Netflix propose depuis mardi à ses abonnés le documentaire "Pelé" qui retrace le parcours de l'idole du football brésilien. Et pour Virginie Phulpin, ce film évoque aussi bien le football d'hier, à travers les succès du roi Pelé, que le football d'aujourd'hui, avec les questions qui entourent par exemple la protection des meilleurs joueurs sur le terrain.
C’est l’édito sport de Virginie Phulpin. Le documentaire "Pelé" est sorti hier sur Netflix. Vous l’avez vu. Et pour vous, il fait aussi écho au football d’aujourd’hui et à toutes les questions qu’on peut se poser.
C’est une passion qui déborde, le football. Et la vie de Pelé en est l’exemple ultime. Dans ce documentaire, on voit arriver le Roi avec son déambulateur, et on a le coeur qui se serre. Le temps passe aussi pour les idoles. Mille vies, mille buts, des images en noir et blanc qu’on voit se colorer au fil des coupes du monde. Pelé, c’est l’histoire du foot, l’histoire de son pays aussi. Le Brésil est tout pour moi dit-il. L’inverse est vrai aussi.

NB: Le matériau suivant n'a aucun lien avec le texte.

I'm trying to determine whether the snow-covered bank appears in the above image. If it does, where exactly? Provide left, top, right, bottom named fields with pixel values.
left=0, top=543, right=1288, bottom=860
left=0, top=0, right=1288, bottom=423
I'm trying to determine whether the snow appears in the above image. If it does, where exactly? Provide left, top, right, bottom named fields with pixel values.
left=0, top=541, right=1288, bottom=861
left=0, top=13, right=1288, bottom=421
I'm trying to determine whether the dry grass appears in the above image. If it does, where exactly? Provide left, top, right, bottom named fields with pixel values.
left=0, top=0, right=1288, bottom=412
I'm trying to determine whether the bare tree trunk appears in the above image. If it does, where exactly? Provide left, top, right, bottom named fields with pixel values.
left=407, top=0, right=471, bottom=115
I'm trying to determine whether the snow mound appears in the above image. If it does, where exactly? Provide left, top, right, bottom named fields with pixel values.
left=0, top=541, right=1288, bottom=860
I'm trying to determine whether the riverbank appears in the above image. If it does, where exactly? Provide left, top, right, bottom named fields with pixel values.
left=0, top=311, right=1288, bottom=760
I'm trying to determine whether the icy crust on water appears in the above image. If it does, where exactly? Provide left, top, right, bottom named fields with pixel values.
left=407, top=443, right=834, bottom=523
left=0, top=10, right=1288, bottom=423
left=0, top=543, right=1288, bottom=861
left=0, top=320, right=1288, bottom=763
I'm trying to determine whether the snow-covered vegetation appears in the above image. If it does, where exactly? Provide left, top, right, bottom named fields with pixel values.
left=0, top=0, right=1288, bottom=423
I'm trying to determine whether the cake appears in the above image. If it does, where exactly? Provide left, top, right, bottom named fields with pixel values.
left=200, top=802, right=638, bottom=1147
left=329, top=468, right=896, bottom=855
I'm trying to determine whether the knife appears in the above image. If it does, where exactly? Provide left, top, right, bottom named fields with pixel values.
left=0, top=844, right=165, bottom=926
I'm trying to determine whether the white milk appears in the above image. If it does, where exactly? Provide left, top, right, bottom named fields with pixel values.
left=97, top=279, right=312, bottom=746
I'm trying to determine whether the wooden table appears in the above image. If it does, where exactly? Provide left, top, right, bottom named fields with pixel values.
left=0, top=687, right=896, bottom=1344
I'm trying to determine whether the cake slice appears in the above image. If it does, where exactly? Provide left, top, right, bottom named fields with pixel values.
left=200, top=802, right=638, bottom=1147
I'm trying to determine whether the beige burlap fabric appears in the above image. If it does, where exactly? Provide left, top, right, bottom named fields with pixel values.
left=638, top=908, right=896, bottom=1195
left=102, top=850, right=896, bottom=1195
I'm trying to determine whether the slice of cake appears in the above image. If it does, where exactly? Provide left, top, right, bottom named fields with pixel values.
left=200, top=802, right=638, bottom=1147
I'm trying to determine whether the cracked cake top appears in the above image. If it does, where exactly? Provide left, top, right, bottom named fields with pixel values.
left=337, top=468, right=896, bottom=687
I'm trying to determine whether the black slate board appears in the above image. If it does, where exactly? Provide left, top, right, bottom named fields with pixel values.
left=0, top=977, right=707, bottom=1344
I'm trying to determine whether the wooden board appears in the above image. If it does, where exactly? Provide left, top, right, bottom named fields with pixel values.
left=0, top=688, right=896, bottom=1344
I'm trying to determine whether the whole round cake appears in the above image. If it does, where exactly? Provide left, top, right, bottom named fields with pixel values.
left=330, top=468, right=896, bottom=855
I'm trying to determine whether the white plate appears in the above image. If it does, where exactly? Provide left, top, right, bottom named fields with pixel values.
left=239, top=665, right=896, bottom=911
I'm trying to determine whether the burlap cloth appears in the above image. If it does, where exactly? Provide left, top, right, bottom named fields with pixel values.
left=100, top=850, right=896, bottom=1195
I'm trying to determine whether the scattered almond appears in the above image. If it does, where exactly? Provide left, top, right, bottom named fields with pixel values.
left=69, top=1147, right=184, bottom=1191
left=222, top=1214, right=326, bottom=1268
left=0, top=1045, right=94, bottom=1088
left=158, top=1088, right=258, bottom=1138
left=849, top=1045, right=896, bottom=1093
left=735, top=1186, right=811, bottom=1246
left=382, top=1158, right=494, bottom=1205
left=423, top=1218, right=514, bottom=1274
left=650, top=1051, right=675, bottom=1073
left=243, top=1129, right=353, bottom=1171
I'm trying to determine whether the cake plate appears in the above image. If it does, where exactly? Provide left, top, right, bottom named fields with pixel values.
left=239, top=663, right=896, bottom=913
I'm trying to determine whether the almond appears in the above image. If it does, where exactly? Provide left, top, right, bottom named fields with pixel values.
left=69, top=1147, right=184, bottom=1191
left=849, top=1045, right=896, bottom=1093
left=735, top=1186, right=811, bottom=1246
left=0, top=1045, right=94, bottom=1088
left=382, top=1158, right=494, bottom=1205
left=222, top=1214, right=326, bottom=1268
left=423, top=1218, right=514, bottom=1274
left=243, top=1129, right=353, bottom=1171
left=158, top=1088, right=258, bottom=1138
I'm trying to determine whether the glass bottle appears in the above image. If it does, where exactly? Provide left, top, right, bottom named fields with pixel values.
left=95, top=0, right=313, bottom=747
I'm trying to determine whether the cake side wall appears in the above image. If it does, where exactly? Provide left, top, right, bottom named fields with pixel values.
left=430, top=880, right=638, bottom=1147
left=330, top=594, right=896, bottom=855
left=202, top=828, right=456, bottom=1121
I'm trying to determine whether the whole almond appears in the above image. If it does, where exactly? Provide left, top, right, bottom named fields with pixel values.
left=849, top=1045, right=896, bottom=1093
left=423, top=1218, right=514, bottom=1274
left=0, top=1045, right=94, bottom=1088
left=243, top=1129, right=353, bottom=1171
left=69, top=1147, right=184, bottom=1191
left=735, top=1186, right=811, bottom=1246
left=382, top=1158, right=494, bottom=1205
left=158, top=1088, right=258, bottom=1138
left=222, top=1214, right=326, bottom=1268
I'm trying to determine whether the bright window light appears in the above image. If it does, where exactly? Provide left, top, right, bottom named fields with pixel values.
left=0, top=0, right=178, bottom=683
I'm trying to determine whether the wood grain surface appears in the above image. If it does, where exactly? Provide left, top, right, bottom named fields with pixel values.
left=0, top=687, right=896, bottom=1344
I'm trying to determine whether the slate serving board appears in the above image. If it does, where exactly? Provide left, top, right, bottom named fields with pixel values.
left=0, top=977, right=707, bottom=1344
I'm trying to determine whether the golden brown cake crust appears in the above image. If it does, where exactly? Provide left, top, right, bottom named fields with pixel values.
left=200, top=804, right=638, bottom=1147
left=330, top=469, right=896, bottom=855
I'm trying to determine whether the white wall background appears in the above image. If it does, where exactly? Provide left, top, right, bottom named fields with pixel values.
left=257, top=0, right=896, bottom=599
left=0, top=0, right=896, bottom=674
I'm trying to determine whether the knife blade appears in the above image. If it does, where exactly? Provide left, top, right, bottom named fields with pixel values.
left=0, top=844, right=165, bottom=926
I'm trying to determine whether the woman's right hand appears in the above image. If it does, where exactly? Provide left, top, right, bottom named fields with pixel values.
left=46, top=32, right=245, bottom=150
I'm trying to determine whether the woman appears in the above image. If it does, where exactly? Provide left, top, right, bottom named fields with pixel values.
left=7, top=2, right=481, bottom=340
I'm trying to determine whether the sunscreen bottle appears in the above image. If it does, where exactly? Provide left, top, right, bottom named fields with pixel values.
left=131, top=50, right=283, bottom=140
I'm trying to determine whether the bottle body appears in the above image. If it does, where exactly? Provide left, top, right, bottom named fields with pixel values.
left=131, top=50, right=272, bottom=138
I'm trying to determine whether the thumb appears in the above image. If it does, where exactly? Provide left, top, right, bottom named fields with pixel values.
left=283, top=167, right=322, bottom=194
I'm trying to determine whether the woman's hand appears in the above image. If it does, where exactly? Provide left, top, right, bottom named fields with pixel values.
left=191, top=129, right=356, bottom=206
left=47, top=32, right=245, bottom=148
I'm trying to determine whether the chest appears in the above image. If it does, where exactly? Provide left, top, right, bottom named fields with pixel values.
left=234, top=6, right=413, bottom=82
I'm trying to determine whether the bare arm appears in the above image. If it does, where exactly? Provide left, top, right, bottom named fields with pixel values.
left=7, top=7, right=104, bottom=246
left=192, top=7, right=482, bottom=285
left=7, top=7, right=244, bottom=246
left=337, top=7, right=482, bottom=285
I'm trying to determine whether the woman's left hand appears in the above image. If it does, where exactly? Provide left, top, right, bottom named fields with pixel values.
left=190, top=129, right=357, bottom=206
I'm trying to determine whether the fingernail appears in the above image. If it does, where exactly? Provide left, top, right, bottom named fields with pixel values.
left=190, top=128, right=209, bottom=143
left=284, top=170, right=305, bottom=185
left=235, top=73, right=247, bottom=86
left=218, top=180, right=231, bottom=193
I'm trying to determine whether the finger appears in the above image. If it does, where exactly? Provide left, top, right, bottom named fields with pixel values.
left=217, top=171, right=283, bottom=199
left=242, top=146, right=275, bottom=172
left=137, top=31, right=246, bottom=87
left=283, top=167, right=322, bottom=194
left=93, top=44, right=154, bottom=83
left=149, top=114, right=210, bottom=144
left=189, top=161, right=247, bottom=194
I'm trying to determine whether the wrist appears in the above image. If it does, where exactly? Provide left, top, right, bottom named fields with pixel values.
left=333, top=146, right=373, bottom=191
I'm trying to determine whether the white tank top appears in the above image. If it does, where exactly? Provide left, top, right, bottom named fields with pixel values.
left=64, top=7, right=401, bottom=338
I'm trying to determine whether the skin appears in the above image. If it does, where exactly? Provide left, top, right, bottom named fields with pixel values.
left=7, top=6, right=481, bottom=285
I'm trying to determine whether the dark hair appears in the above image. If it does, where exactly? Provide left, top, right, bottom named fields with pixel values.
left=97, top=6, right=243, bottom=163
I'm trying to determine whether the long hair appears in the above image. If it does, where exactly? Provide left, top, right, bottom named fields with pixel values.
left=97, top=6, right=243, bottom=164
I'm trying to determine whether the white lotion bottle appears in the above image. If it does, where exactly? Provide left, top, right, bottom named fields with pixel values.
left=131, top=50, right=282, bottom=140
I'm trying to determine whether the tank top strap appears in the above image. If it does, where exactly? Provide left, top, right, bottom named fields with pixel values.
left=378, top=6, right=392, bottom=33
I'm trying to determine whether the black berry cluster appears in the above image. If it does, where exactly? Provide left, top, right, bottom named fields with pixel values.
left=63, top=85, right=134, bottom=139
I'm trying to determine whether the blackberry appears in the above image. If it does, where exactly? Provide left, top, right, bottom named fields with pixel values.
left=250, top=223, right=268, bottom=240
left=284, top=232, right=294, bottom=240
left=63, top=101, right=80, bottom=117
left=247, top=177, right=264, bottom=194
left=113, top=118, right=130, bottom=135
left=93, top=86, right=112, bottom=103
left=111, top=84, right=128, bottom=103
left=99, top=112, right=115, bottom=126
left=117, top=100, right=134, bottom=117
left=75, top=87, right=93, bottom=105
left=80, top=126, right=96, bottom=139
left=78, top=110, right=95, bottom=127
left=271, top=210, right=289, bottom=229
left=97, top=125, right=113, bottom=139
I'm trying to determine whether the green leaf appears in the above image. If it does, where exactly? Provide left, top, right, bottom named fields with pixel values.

On voit l’image du gamin pauvre qui joue au ballon à la sortie de l’école et qui se retrouve embarqué à la coupe du monde 1958 à 17 ans. C’est avec Pelé que la légende des footballeurs brésiliens est en partie née. C’est aussi avec lui que le Brésil est entré dans la modernité. Sa joie de jouer transformée en victoire en Suède. Une première coupe du monde qui le fait passer de joueur à icône pour toujours. Dans tout le film, on voit Pelé happé par la foule, étouffé par la gloire, prisonnier de son statut. Et ça nous rappelle aussi ce que c’est que d’être un footballeur star. C’est lui le premier qui se retrouve à faire des pubs dans le monde entier, parce qu’il peut tout faire vendre et que son image est exploitée à fond.
Pelé est aussi bien le symbole de l’émancipation brésilienne que de la prison dorée que peut représenter la gloire. Il a gardé son sourire pendant toute sa carrière, mais la liberté du joueur a laissé la place, petit à petit, à l’homme sandwich. Pelé, c’est le produit d’une époque qui perdure aujourd’hui.
Avec Pelé, on voit aussi le jeu, le football, se transformer.
Lui, l’artiste, est devenu une cible pour les équipes adverses. La stratégie, c’était de l’empêcher de marquer, à tout prix. Ce qui lui fait dire lors de la coupe du monde 1966 que le football est devenu moche, les équipes voulaient juste ne plus encaisser de buts. Et cette question de la beauté du jeu, de la protection des artistes du terrain, elle est toujours aussi vive aujourd’hui. On se la pose chaque semaine ou presque.
Comme on se pose aussi des questions sur les liens entre le football et la politique. La dictature a remplacé l’insouciance démocratique au Brésil dans les années 60. Et on a toujours pressé Pelé de donner son avis. On le voit encore gêné aux entournures dans le documentaire. Est-ce qu’il aurait pu tourner le dos au pouvoir autoritaire ? Le sport est-il le moyen de communication ultime pour un régime dictatorial, ou est-ce qu’il permet au contraire au peuple de s’émanciper ? Pelé, c’est toutes ces questions fondamentales.
Je vais retenir cette phrase d’un journaliste qui a suivi la coupe du monde 1970, la dernière remportée par Pelé. "J’étais contre la dictature au Brésil. Donc contre la victoire du Brésil. Mais dès que le ballon s’est mis à rouler, j’ai oublié mes principes." Pelé, c’est aussi toutes ces contradictions qu’on a au fond de nous. Ces interrogations qu’on a encore quand on pense au prochain Mondial au Qatar.